All PCR reactions were run on a PTC-240 DNA Engine Tetrad 2 Cycle

All PCR reactions were run on a PTC-240 DNA Engine Tetrad 2 Cycler (MJ Research, Bio-Rad Laboratories, Copenhagen, selleck compound Denmark) and the products were verified by gel electrophoresis before proceeding to DGGE analysis. Analysis of cecal microbiota by denaturing gradient gel electrophoresis (DGGE) DGGE was carried out as previously described [41]
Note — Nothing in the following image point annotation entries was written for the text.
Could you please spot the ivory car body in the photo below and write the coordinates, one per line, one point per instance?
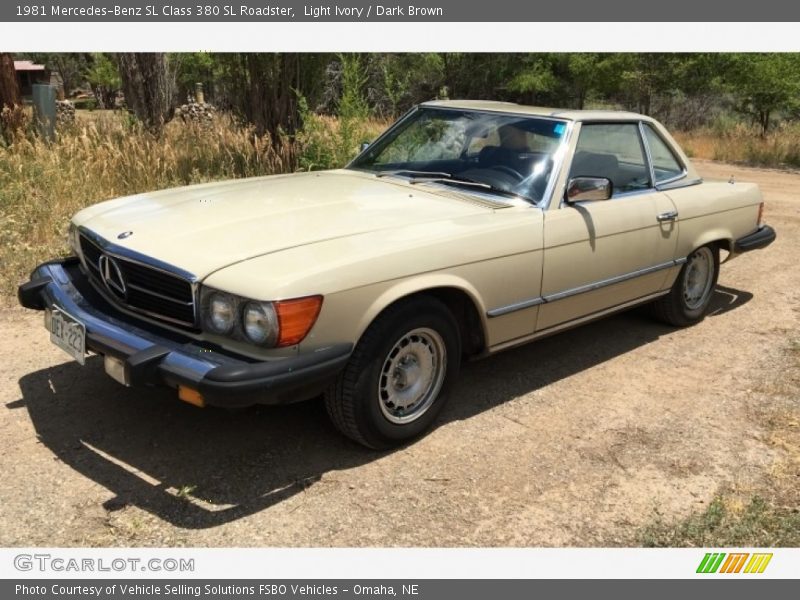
(465, 229)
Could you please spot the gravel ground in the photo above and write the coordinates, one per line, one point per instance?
(579, 439)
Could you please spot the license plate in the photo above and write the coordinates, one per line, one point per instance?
(67, 333)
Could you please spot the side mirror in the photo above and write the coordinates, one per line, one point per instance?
(589, 189)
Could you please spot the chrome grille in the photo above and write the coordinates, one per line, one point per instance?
(139, 287)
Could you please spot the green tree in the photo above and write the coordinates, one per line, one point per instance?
(148, 80)
(103, 75)
(766, 84)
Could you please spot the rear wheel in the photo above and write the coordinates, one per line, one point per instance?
(690, 296)
(397, 379)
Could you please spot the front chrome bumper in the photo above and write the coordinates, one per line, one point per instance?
(153, 356)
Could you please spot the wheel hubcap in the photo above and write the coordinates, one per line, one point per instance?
(412, 375)
(698, 278)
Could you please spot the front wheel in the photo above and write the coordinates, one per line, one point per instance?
(397, 379)
(690, 296)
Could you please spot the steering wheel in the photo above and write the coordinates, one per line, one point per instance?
(508, 171)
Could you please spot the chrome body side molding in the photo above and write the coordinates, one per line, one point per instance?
(590, 287)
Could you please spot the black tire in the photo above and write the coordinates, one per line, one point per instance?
(682, 308)
(356, 402)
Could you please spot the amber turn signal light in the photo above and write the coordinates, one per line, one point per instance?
(296, 318)
(191, 396)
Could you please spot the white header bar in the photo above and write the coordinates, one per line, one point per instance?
(400, 37)
(372, 563)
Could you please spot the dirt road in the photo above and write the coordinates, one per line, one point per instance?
(580, 439)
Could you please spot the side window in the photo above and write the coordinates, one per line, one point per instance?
(614, 151)
(665, 164)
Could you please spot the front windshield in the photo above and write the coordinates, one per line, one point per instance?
(479, 151)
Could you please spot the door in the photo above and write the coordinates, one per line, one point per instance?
(604, 254)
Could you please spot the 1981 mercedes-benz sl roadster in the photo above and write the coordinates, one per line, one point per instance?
(465, 229)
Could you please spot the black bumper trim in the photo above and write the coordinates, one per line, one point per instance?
(303, 370)
(761, 238)
(29, 294)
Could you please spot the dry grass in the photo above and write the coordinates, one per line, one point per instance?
(743, 144)
(42, 185)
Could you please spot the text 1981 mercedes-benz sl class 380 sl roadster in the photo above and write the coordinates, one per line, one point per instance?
(466, 228)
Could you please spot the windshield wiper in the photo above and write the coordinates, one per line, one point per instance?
(466, 182)
(415, 174)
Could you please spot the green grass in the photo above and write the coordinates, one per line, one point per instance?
(759, 524)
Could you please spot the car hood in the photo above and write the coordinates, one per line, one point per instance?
(204, 228)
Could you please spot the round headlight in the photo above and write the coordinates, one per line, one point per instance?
(220, 312)
(260, 323)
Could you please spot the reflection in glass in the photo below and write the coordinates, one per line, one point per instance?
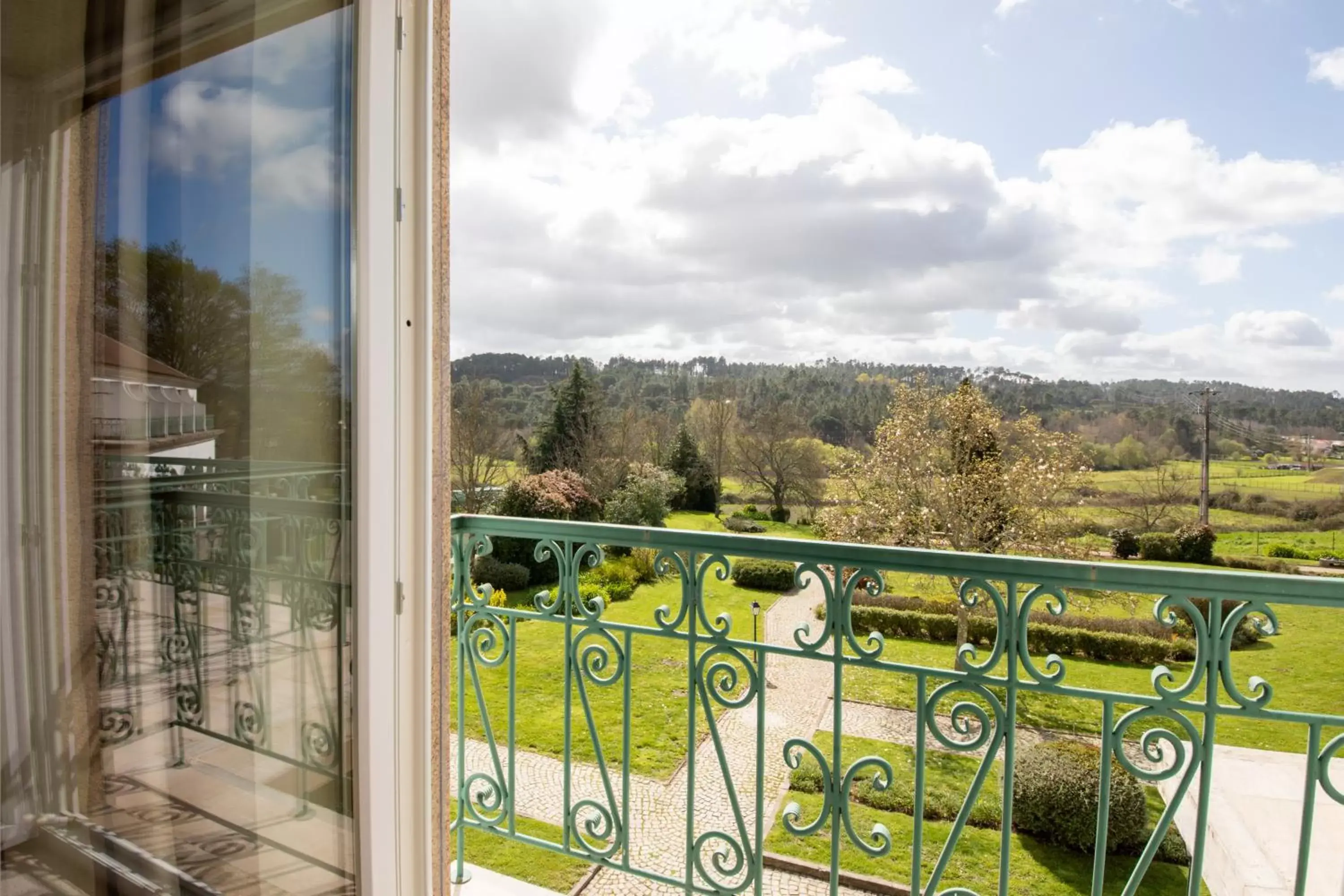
(175, 517)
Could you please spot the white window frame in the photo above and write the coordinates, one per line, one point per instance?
(393, 448)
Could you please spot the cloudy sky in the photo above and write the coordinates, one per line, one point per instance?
(1096, 189)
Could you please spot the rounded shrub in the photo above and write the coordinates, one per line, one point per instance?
(1124, 544)
(499, 575)
(764, 575)
(1055, 798)
(1195, 543)
(1158, 546)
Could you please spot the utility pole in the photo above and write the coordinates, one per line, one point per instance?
(1206, 397)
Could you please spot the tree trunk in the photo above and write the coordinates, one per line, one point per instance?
(963, 632)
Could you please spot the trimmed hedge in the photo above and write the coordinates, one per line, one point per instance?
(1042, 638)
(1146, 626)
(1124, 543)
(987, 812)
(764, 575)
(502, 577)
(1055, 798)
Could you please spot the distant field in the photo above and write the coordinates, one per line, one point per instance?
(1291, 485)
(1111, 517)
(702, 521)
(1257, 543)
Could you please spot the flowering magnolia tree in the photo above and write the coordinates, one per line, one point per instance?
(554, 495)
(948, 472)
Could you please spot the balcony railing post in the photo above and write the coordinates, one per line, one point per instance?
(1304, 837)
(1213, 660)
(461, 577)
(983, 694)
(838, 796)
(693, 594)
(1108, 712)
(1010, 731)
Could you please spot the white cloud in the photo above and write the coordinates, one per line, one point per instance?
(573, 65)
(304, 177)
(1327, 66)
(1293, 330)
(585, 224)
(206, 128)
(1133, 193)
(865, 76)
(1217, 267)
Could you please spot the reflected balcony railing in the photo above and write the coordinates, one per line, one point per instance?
(564, 659)
(224, 612)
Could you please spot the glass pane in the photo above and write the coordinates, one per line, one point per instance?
(175, 517)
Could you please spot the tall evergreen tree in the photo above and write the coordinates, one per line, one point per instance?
(701, 492)
(569, 439)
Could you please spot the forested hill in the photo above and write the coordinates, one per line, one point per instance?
(844, 401)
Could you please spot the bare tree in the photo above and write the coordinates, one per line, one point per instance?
(1156, 500)
(480, 445)
(714, 422)
(775, 453)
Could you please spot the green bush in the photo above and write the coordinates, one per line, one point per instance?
(1158, 546)
(589, 590)
(1266, 564)
(1195, 543)
(642, 562)
(616, 577)
(1055, 798)
(502, 577)
(1042, 638)
(764, 575)
(1124, 543)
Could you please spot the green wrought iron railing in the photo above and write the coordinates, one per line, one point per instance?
(224, 606)
(1171, 728)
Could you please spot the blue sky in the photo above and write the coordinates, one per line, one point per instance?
(1096, 189)
(240, 159)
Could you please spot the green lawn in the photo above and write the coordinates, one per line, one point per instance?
(659, 683)
(705, 521)
(522, 862)
(1244, 476)
(1113, 519)
(1257, 543)
(1037, 868)
(1291, 661)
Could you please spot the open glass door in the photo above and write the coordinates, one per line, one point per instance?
(177, 531)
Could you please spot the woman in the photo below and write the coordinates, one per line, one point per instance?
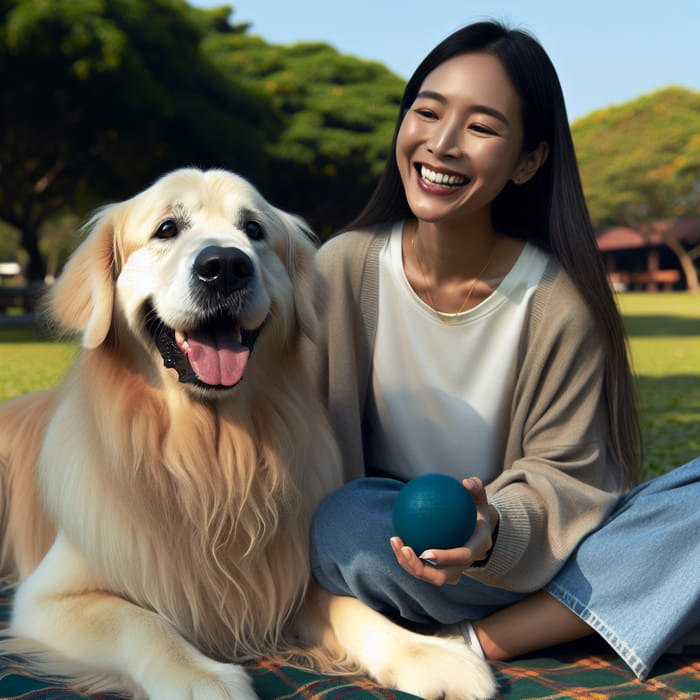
(472, 331)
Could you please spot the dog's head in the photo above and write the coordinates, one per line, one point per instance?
(196, 267)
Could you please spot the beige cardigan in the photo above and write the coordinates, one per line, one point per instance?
(558, 481)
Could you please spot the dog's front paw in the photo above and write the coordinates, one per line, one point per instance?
(434, 668)
(217, 681)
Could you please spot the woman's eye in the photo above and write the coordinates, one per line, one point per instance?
(254, 230)
(481, 129)
(168, 229)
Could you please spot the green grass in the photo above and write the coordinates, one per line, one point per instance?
(664, 332)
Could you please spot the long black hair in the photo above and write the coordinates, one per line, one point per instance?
(549, 210)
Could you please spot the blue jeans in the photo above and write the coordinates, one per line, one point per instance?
(636, 580)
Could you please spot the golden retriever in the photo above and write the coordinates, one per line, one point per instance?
(155, 506)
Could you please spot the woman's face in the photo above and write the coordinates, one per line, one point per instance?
(461, 139)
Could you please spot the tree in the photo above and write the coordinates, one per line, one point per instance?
(640, 165)
(101, 96)
(338, 114)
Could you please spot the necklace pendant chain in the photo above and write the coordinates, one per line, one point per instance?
(447, 318)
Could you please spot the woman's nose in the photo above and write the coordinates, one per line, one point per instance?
(445, 141)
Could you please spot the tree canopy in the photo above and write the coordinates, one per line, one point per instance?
(337, 112)
(101, 96)
(640, 161)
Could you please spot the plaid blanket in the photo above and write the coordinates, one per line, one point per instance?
(578, 671)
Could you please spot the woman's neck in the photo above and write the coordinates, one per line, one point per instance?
(453, 269)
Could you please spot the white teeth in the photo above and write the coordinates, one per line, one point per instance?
(441, 178)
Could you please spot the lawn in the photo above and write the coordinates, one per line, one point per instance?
(664, 333)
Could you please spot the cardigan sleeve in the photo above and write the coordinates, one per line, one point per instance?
(559, 481)
(348, 266)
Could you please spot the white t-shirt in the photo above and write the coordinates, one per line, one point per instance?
(440, 394)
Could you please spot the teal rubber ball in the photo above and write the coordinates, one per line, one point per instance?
(433, 511)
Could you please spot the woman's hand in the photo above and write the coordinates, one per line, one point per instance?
(441, 566)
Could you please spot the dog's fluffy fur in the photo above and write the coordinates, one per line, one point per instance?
(156, 505)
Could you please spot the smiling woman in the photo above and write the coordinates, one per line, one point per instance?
(483, 341)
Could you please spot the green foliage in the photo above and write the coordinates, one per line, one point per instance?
(338, 115)
(101, 96)
(640, 161)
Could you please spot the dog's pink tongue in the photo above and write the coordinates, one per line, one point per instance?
(217, 357)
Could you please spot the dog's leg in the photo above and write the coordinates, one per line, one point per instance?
(63, 608)
(430, 667)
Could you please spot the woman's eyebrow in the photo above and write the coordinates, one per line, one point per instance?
(484, 109)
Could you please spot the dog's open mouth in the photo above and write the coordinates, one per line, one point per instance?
(213, 355)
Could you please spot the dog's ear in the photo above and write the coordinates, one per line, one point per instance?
(301, 249)
(82, 297)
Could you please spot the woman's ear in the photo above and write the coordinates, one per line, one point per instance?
(530, 163)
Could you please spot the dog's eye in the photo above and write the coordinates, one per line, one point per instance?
(254, 230)
(168, 229)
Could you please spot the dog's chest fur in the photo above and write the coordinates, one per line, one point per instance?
(194, 529)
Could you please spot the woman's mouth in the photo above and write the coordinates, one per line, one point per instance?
(437, 179)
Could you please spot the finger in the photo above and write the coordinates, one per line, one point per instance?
(412, 564)
(476, 488)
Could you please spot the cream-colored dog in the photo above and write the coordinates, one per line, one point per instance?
(156, 505)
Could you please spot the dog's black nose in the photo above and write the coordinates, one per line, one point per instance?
(223, 269)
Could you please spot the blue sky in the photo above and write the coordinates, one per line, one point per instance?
(605, 52)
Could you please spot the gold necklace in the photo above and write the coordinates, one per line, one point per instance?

using a DCodeTM Universal Mutation Detection System instrument and gradient former model 475 according to the manufacturer’s instructions (Bio-Rad Labs, Hercules, California). The denaturing gradient was formed with two 9% acrylamide (acrylamide-bis 37.5:1) stock solutions (Bio-Rad) in 1 × TAE (20 mM Tris, 10 mM acetate, 0.5 M EDTA, pH 7.4). The gels were made with denaturing gradients ranging from 25 to 65% for analysis of the amplified 16S rRNA fragments. The 100% denaturant solution contained 40% formamide and 7 M urea. PCR product (13 μl) were mixed Vadimezan cost with 3 μl loading dye before loading. Gels were run in 1 × TAE at 60°C for 16 hr at 36 V, 28 mA, stained with ethidium bromide for 15 min, destained for 20 min, and viewed by UV-B trans illumination at 302 nm. The BioNumerics software, version 4.60 (Applied Maths, Sint-Martens-Latem, Belgium) was used for identification of bands and normalization of band patterns from DGGE gels.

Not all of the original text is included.